A Dynamic Algorithm for Range Match in TCAM lookup



Range Encoding for Range Matching Using a TCAM Coprocessor

Hao Che

The Department of Computer Science and Engineering

The University of Texas at Arlington

hche@cse.uta.edu

Abstract

One of the most critical resource management issues using TCAM for packet classification is how to effectively support rules with ranges, known as range matching. Since in general, multiple TCAM entries have to be allocated to represent a rule with ranges, it raises the question about whether the TCAM can effectively support range matching.

In this paper, an efficient range encoding scheme is introduced to allow one TCAM entry per rule for range matching in a TCAM coprocessor. The scheme allows one to select memory-hungry ranges to be encoded while having full control over the range code size. It does not assume the availability of any special hardware to assist the range encoding, except the TCAM coprocessor itself. Hence, the scheme can be readily implemented in a fully programmable network processor using a TCAM coprocessor for packet classification. Based on the analysis of the available statistics on range patterns, the scheme is found to be highly efficient in improving TCAM efficiency.

1. Introduction

A hardware based approach for packet classification is to use a ternary content addressable memory (TCAM) coprocessor to offload the packet classification tasks from a fully programmable network processor (FPNP). While waiting for the TCAM coprocessor to return an action for a matched rule for one thread, the FPNP does a context switching to pick up a different thread for processing without wasting clock cycles. A TCAM coprocessor finds a matched rule in O(1) clock cycle and therefore offers the highest possible lookup/matching performance [1] (For more details on how an FPNP and its TCAM coprocessor work together, please refer to [13]). Indeed, packet processing at OC-192 line rate using an FPNP and its TCAM coprocessor was reported [2].

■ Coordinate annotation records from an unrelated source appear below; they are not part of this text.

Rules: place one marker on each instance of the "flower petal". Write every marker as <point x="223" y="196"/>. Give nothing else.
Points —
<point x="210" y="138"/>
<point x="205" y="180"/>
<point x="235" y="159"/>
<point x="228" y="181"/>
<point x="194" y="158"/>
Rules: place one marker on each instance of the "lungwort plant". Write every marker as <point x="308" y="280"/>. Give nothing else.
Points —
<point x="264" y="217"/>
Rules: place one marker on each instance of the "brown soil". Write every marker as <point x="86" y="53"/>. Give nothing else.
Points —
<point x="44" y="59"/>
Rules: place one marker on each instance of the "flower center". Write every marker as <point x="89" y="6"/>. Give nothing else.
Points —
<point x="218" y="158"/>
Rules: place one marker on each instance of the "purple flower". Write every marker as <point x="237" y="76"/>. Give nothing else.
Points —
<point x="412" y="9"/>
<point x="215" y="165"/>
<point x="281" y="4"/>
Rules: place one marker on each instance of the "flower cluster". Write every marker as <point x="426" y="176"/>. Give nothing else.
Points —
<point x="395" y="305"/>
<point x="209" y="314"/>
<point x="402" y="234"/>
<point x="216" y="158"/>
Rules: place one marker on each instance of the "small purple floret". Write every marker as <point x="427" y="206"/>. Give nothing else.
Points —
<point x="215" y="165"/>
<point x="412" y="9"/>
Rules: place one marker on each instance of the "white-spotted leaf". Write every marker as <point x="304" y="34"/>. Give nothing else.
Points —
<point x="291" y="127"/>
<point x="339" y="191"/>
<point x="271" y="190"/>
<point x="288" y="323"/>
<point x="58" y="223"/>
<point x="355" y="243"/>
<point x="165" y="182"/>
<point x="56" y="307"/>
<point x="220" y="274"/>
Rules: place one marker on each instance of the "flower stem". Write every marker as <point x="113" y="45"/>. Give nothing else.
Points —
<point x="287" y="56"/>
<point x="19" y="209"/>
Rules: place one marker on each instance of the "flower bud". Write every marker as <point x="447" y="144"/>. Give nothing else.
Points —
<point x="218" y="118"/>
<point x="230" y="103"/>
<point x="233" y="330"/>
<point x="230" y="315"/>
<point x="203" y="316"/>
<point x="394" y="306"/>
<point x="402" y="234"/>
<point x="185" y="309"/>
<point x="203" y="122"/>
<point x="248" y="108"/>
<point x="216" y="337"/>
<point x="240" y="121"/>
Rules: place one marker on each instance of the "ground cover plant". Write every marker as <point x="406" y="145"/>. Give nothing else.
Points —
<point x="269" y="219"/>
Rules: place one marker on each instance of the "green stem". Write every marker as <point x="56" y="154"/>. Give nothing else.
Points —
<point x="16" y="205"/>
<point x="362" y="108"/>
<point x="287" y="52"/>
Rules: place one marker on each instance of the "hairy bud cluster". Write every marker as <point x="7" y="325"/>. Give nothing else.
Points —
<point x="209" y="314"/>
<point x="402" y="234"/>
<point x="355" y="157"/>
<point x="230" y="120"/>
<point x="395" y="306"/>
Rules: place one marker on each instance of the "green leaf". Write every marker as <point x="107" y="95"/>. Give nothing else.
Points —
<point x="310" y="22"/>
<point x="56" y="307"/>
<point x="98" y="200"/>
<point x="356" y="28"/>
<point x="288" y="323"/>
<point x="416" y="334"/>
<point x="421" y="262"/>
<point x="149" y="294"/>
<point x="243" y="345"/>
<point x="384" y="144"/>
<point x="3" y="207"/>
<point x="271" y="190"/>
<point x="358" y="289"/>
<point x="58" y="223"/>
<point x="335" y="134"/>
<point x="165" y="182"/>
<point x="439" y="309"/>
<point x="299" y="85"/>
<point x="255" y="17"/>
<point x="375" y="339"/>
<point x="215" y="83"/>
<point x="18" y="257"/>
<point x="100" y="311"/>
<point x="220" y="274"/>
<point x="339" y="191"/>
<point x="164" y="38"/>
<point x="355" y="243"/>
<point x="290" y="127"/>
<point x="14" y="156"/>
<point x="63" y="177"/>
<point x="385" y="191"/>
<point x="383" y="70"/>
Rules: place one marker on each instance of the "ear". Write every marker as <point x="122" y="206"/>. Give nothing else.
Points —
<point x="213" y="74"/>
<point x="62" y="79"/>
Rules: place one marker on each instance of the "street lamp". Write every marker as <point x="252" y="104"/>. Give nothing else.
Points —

One of the most critical resource management issues for packet classification using TCAM is how to effectively support rules with ranges, known as range matching. Since in general, multiple TCAM entries have to be allocated to represent a rule with range, it raises the question about whether the TCAM can effectively support range matching. For example, four sample policy filtering (PF) tables acquired from some policy gateways [8] showed that about 50% of the PF rules have their port numbers expressed as “>1023”. A rule with this port range takes up 6 entries in the TCAM [3]. Obviously, it would be costly in terms of memory consumption to directly support range matching using TCAM, given that TCAM memory resource is generally constrained.

Apparently, as FPNPs and TCAM coprocessors become widely available and fully integrated [4, 5, 10], there is an increasingly pressing need to address the range matching issue in the context of an FPNP using a TCAM coprocessor for packet classification. In response to this need, this paper proposes a range encoding scheme to solve this issue. It is purposely designed for immediate implementation in any existing FPNPs using a TCAM coprocessor for packet classification.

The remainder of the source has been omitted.